My 22-year-old daughter Tia had just finished her shift at work at 9pm on a Wednesday. She headed off to see her boyfriend at his place. She was there for maybe 30 min or so when she grabbed her head and fell over on his couch. He called an ambulance, and she was taken to the hospital. Her boyfriend made a quick stop at our home on his way to the hospital to let my husband now what had happened. I was out at my dart night when I received the call. Just as I got to the hospital, we were being advised that we needed to go to another hospital where she was being transferred to. This was around 11pm. I don’t remember all the details other than them saying she needed surgery right away. We said then do it! Do whatever it takes to save her! Rather quickly she was taken into the operating room.
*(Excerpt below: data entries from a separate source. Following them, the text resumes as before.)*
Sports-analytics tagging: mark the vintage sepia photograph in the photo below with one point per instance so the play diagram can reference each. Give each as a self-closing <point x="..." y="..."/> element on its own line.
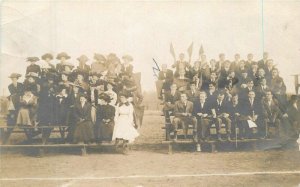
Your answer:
<point x="149" y="93"/>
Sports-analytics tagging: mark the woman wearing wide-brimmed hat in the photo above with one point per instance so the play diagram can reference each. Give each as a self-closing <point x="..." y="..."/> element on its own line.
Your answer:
<point x="31" y="83"/>
<point x="99" y="65"/>
<point x="33" y="67"/>
<point x="84" y="131"/>
<point x="63" y="65"/>
<point x="16" y="90"/>
<point x="127" y="68"/>
<point x="104" y="119"/>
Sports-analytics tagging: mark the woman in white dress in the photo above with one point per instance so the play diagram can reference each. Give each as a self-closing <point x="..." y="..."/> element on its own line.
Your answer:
<point x="124" y="126"/>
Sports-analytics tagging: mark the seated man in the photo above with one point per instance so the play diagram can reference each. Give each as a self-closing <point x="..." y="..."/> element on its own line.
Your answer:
<point x="237" y="119"/>
<point x="183" y="116"/>
<point x="272" y="112"/>
<point x="252" y="109"/>
<point x="202" y="112"/>
<point x="170" y="98"/>
<point x="221" y="115"/>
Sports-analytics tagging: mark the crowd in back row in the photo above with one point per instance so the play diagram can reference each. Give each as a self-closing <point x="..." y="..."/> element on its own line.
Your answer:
<point x="97" y="102"/>
<point x="246" y="94"/>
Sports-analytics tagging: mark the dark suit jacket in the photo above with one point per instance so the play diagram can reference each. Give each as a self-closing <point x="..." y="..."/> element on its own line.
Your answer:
<point x="206" y="109"/>
<point x="33" y="68"/>
<point x="83" y="113"/>
<point x="172" y="98"/>
<point x="180" y="108"/>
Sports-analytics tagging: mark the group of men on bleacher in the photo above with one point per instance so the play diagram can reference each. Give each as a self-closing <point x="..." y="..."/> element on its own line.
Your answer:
<point x="245" y="95"/>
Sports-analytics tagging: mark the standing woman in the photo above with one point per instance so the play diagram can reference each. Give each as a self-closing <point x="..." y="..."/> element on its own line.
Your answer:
<point x="124" y="126"/>
<point x="105" y="119"/>
<point x="84" y="132"/>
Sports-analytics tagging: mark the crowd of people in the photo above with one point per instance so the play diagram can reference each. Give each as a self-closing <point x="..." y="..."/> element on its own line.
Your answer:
<point x="246" y="96"/>
<point x="97" y="102"/>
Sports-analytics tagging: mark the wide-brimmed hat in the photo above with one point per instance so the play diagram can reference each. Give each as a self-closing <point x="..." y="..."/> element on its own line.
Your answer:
<point x="63" y="54"/>
<point x="99" y="57"/>
<point x="105" y="97"/>
<point x="32" y="74"/>
<point x="47" y="55"/>
<point x="32" y="59"/>
<point x="15" y="75"/>
<point x="127" y="57"/>
<point x="83" y="58"/>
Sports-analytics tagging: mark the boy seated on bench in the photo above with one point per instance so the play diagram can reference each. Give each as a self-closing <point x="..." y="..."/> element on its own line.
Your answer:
<point x="183" y="116"/>
<point x="202" y="111"/>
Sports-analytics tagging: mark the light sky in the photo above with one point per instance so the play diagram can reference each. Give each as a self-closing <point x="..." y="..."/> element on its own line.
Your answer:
<point x="146" y="29"/>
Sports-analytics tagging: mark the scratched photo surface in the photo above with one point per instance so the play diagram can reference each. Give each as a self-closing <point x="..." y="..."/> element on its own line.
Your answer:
<point x="152" y="34"/>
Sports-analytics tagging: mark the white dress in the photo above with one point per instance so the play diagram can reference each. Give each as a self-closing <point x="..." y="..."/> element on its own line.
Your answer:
<point x="124" y="125"/>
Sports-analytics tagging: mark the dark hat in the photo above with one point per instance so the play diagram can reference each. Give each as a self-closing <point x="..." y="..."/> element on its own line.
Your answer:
<point x="127" y="57"/>
<point x="32" y="74"/>
<point x="15" y="75"/>
<point x="32" y="59"/>
<point x="105" y="97"/>
<point x="83" y="58"/>
<point x="99" y="57"/>
<point x="47" y="55"/>
<point x="63" y="54"/>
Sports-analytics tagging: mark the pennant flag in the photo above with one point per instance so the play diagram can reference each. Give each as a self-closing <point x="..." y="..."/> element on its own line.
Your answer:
<point x="201" y="51"/>
<point x="172" y="51"/>
<point x="190" y="49"/>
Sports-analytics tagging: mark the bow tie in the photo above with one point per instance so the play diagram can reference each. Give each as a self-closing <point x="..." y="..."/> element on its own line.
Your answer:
<point x="126" y="104"/>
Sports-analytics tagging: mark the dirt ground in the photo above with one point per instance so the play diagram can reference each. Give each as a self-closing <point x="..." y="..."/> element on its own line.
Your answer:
<point x="148" y="164"/>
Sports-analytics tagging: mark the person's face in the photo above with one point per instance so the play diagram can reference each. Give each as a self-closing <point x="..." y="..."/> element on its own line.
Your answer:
<point x="75" y="89"/>
<point x="250" y="57"/>
<point x="202" y="98"/>
<point x="221" y="97"/>
<point x="235" y="99"/>
<point x="183" y="97"/>
<point x="274" y="73"/>
<point x="14" y="80"/>
<point x="82" y="99"/>
<point x="269" y="96"/>
<point x="181" y="57"/>
<point x="123" y="99"/>
<point x="250" y="84"/>
<point x="237" y="57"/>
<point x="244" y="74"/>
<point x="261" y="72"/>
<point x="173" y="87"/>
<point x="31" y="79"/>
<point x="265" y="55"/>
<point x="251" y="95"/>
<point x="211" y="87"/>
<point x="109" y="87"/>
<point x="64" y="77"/>
<point x="213" y="75"/>
<point x="80" y="77"/>
<point x="164" y="67"/>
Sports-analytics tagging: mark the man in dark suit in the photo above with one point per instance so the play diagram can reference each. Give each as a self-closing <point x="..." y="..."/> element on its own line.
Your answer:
<point x="263" y="62"/>
<point x="183" y="116"/>
<point x="165" y="75"/>
<point x="202" y="111"/>
<point x="193" y="93"/>
<point x="252" y="109"/>
<point x="221" y="115"/>
<point x="272" y="112"/>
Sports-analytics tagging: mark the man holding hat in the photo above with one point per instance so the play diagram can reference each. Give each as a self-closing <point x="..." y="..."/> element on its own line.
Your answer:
<point x="127" y="68"/>
<point x="16" y="90"/>
<point x="33" y="67"/>
<point x="63" y="65"/>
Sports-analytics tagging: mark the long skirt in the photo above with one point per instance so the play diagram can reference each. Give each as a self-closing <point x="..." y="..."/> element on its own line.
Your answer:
<point x="124" y="129"/>
<point x="84" y="132"/>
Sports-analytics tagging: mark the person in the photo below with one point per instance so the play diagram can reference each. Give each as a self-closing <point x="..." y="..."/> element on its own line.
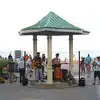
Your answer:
<point x="10" y="57"/>
<point x="38" y="61"/>
<point x="88" y="61"/>
<point x="57" y="68"/>
<point x="28" y="66"/>
<point x="43" y="62"/>
<point x="96" y="69"/>
<point x="21" y="69"/>
<point x="82" y="64"/>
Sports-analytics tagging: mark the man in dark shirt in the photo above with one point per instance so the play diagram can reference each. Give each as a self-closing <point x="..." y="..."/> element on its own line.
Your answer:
<point x="38" y="61"/>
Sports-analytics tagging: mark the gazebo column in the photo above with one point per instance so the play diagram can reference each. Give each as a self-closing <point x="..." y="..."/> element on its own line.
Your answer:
<point x="49" y="54"/>
<point x="70" y="52"/>
<point x="34" y="45"/>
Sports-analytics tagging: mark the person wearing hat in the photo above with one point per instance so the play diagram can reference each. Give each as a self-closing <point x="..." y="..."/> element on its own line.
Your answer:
<point x="96" y="70"/>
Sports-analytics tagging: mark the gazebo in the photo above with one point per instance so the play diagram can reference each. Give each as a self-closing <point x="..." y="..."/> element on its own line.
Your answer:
<point x="53" y="25"/>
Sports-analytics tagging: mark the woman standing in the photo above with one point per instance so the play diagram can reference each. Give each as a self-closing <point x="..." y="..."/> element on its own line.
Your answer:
<point x="57" y="68"/>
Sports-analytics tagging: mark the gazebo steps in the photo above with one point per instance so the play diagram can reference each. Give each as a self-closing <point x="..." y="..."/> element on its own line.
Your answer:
<point x="52" y="86"/>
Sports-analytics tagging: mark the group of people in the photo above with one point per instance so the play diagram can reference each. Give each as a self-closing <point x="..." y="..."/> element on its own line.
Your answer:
<point x="91" y="65"/>
<point x="38" y="64"/>
<point x="30" y="64"/>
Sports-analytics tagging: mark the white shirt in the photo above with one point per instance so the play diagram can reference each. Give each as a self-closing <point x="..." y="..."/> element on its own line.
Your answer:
<point x="97" y="68"/>
<point x="20" y="64"/>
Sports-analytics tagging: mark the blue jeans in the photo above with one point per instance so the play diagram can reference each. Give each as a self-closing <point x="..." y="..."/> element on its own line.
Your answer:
<point x="39" y="74"/>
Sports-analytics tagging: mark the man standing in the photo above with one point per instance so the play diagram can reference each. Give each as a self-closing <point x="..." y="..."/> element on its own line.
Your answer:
<point x="88" y="61"/>
<point x="21" y="69"/>
<point x="38" y="61"/>
<point x="57" y="68"/>
<point x="96" y="69"/>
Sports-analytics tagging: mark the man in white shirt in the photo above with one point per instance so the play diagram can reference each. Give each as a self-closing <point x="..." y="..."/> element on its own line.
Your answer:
<point x="97" y="70"/>
<point x="21" y="69"/>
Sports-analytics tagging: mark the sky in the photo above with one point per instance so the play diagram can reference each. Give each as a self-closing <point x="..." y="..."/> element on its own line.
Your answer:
<point x="18" y="14"/>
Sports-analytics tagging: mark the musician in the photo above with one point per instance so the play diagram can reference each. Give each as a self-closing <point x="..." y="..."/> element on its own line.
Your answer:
<point x="57" y="68"/>
<point x="38" y="69"/>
I don’t think it was more than 5 minutes later when two surgeons came out to tell us they didn’t think she would make it through surgery and even if she did the damage was too great, she was brain dead. She had a catastrophic brain aneurysm. They must have been viewing the scans from the first hospital and realized just then that there was nothing they could do. From there we were taken into a room to discuss organ and tissue donation. We were in shock and devastated.
We had never discussed organ donation with her, nor did she ever bring it up, but we did know that she was not listed as a donor. This is not an easy nor pleasant decision to have to make on behalf of someone else. I will say that it only took myself, her dad, and her boyfriend maybe a minute, perhaps two to say yes, she would have wanted to help others. She was that kind of person. We agreed to donate her organs and corneas. I just could not bring myself to donate anything more. It is now about 2am Thursday morning and they told us to head home and come back that afternoon as they would be doing more tests to ensure nothing had changed. They told us they did not expect any but would do their due diligence. We were back that afternoon and were in a room with the representative from the Hope program when the doctor came in and told us they had pronounced her. This was around 4pm Thursday. We went and said our goodbyes to our little girl.
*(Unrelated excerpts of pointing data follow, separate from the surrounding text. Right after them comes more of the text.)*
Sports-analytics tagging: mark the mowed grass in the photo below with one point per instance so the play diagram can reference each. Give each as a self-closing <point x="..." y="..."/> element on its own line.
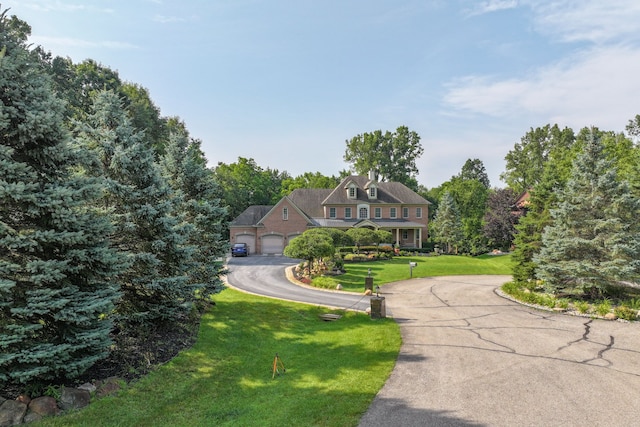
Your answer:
<point x="333" y="371"/>
<point x="398" y="269"/>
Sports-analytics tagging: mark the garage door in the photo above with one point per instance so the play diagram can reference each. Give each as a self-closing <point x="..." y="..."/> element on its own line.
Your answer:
<point x="249" y="240"/>
<point x="272" y="244"/>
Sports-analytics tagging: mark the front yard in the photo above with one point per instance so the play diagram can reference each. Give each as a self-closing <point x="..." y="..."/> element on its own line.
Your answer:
<point x="398" y="268"/>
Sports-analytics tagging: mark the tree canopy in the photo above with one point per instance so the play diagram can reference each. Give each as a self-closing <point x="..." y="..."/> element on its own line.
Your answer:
<point x="390" y="155"/>
<point x="593" y="241"/>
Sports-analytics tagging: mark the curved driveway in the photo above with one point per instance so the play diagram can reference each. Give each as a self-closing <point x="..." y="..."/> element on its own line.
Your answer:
<point x="264" y="275"/>
<point x="472" y="358"/>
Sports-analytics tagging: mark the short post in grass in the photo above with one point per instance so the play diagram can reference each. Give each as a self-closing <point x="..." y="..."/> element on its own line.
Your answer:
<point x="378" y="308"/>
<point x="277" y="365"/>
<point x="368" y="282"/>
<point x="412" y="265"/>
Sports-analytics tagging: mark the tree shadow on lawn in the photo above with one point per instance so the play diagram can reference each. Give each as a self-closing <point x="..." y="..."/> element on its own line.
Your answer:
<point x="228" y="375"/>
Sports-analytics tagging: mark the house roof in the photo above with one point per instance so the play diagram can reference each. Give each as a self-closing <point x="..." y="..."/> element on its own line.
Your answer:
<point x="251" y="216"/>
<point x="380" y="223"/>
<point x="309" y="200"/>
<point x="388" y="193"/>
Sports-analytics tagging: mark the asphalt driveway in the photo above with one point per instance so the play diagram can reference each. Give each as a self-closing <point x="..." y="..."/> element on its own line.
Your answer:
<point x="472" y="358"/>
<point x="264" y="275"/>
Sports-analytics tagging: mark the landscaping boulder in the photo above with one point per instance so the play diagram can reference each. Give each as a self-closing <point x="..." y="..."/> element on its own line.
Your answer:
<point x="108" y="387"/>
<point x="44" y="406"/>
<point x="12" y="412"/>
<point x="73" y="398"/>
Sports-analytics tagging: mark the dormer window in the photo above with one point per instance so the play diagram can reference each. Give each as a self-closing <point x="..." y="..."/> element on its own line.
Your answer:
<point x="352" y="191"/>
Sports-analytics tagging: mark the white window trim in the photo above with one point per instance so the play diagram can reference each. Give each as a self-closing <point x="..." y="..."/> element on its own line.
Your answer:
<point x="352" y="192"/>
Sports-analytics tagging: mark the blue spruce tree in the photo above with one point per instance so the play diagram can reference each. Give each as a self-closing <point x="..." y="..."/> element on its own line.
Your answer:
<point x="593" y="242"/>
<point x="56" y="266"/>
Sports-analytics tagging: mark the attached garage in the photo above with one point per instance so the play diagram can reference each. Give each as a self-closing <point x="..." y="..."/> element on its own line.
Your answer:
<point x="249" y="239"/>
<point x="272" y="244"/>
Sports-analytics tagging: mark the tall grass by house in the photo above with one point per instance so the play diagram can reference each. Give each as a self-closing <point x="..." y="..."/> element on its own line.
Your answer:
<point x="333" y="371"/>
Around 8am Friday morning we received a call from our rep at the Hope Program. Tia was in the operating room and her lungs and liver were in the process of being transplanted into two individuals. Later that day/evening her kidneys would be transplanted into two individuals. We found out later that her corneas went to two people. Tia saved and/or made a huge difference to 6 people. She is our hero. However, what if she would have wanted to donate more than just her organs and corneas and help many more people? That is a question we will never get an answer to.
I would encourage everyone to have the conversation with your friends and family. This would eliminate the need to make the decision yourself and then be wondering if you made the right one? Could we have done more? Not to mention it is hard to make a decision like this when you are in shock and trying to come to terms that your loved one is gone.
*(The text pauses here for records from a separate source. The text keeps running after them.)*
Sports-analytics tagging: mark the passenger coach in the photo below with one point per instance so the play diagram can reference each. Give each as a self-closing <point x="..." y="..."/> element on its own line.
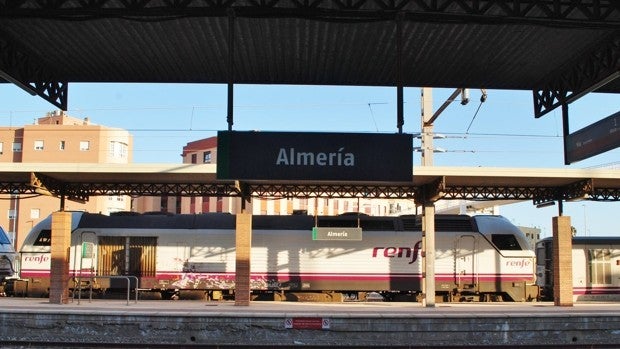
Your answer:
<point x="480" y="258"/>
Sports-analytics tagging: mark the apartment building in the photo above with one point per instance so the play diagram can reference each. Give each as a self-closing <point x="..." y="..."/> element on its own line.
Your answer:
<point x="205" y="151"/>
<point x="59" y="138"/>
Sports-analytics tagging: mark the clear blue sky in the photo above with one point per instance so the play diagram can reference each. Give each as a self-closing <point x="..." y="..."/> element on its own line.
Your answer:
<point x="501" y="133"/>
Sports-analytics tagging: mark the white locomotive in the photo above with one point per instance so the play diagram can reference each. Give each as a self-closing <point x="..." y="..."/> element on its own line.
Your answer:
<point x="596" y="268"/>
<point x="477" y="258"/>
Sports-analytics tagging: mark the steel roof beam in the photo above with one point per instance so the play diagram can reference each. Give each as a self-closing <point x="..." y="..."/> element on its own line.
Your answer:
<point x="577" y="13"/>
<point x="15" y="64"/>
<point x="588" y="73"/>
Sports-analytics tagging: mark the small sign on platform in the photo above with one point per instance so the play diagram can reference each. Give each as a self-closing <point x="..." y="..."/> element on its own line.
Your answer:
<point x="307" y="323"/>
<point x="337" y="233"/>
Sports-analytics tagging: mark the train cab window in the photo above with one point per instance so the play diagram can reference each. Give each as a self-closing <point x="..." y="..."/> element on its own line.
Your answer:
<point x="44" y="238"/>
<point x="505" y="242"/>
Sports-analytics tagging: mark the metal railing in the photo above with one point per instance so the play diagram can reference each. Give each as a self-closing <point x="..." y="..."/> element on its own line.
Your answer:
<point x="90" y="286"/>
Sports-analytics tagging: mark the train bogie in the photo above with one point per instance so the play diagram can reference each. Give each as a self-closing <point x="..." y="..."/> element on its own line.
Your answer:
<point x="193" y="256"/>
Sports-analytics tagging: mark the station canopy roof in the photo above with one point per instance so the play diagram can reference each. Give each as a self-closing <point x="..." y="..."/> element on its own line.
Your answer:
<point x="80" y="181"/>
<point x="557" y="48"/>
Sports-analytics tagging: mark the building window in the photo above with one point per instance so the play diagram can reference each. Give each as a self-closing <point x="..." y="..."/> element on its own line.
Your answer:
<point x="118" y="149"/>
<point x="600" y="261"/>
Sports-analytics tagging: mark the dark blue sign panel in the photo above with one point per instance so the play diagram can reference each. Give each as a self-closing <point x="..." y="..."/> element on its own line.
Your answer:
<point x="601" y="136"/>
<point x="314" y="156"/>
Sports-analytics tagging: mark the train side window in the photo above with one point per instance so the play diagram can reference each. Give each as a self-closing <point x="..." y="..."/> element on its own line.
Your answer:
<point x="505" y="242"/>
<point x="44" y="238"/>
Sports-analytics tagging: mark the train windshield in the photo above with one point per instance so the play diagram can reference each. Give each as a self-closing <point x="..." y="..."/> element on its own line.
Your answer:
<point x="4" y="239"/>
<point x="506" y="242"/>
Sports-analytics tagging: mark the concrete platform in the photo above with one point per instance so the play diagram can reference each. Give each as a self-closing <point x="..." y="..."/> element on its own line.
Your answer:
<point x="31" y="322"/>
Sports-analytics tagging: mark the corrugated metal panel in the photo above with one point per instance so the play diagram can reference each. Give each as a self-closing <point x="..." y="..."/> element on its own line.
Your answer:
<point x="142" y="256"/>
<point x="111" y="256"/>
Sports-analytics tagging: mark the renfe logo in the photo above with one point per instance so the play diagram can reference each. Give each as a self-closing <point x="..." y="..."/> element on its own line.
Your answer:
<point x="520" y="263"/>
<point x="399" y="252"/>
<point x="37" y="259"/>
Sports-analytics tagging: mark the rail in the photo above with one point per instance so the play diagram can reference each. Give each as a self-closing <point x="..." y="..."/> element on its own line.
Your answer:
<point x="90" y="286"/>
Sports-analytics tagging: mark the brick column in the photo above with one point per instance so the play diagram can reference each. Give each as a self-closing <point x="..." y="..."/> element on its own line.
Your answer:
<point x="59" y="270"/>
<point x="562" y="262"/>
<point x="242" y="268"/>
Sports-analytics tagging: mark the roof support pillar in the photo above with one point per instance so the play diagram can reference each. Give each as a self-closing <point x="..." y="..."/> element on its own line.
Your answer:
<point x="427" y="195"/>
<point x="565" y="131"/>
<point x="231" y="67"/>
<point x="428" y="253"/>
<point x="243" y="247"/>
<point x="59" y="265"/>
<point x="562" y="262"/>
<point x="400" y="117"/>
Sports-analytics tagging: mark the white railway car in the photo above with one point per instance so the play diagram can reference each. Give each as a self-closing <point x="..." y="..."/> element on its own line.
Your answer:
<point x="596" y="268"/>
<point x="477" y="258"/>
<point x="7" y="256"/>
Knowing that my daughter made a difference to the lives of others has been a tremendous help with the overall grieving process and just knowing that parts of her are still in our world makes it a little easier to live life without her.
I also was not a donor at the time of her passing nor was her boyfriend. I am happy to say we both signed up and a few of my friends and coworkers have since her passing as well. All from having the conversation. No one wants to think about it or may think I have time to make that decision. Tia is an unfortunate example that it could happen to anyone, at anytime, regardless of age and health.